- Mouza Adlana
- Adlana
- Coordinates: 31°17′N 72°30′E﻿ / ﻿31.29°N 72.50°E
- Country: Pakistan
- Province: Punjab

Government
- • Chairman: Mahar Dilawar Khan Jappa

Population (2023)
- • Total: 10,000
- • Density: 45/km^{2} (120/sq mi)
- Time zone: UTC+5 (PST)
- Postal Code: 35360
- Calling code: 047
- Number of towns: Mahmand Abad, Malkoka, Haji Abad, Abbas Pur, Chakki Wala, Mahal Wasawa, Lund, Malkuka Khu, Vehra
- Number of Union Councils: 26

= Adlana =

Mouza Adlana is a town in Bhawana Tehsil of Chiniot District, Punjab, Pakistan. It is situated approximately 29 km from Chiniot city and about 16 km from Bhawana.

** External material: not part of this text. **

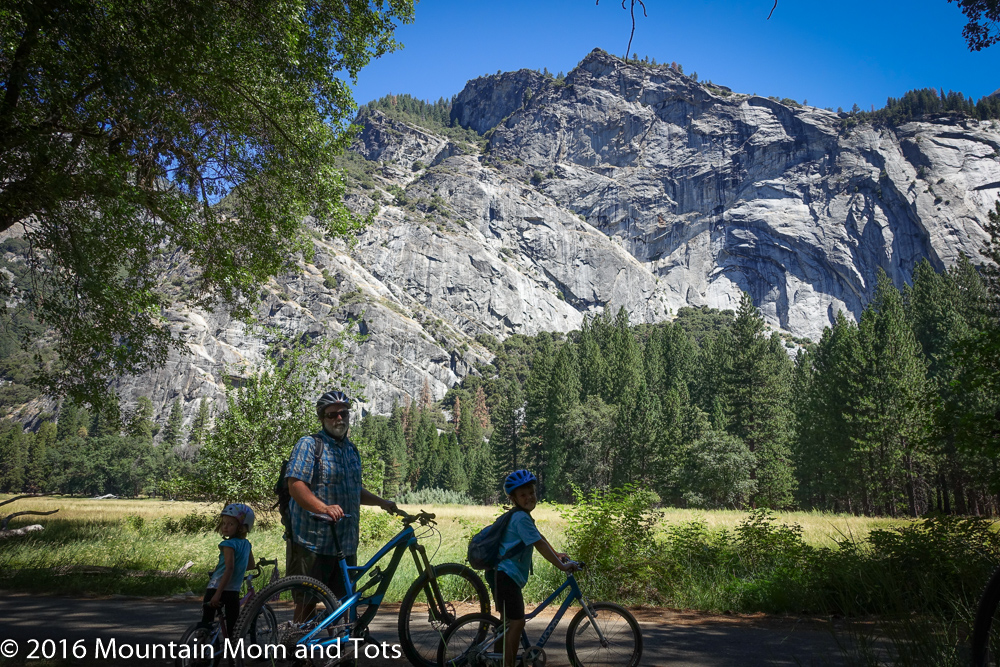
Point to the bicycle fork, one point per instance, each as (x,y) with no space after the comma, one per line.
(435,601)
(592,621)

Adlana's population consists substantially of the Jappa Rajput tribe; other groups include the Kumhar, Nai, Tarkhan, Muslim Shaikh, Lohar, Machi, and Miraci.

== Facilities ==
Adlana has one girls primary school, one boys high school and a basic health unit hospital. There are multiple shops related to domestic products buying. One cemetery near the Adlana village has graves approx 100 years old.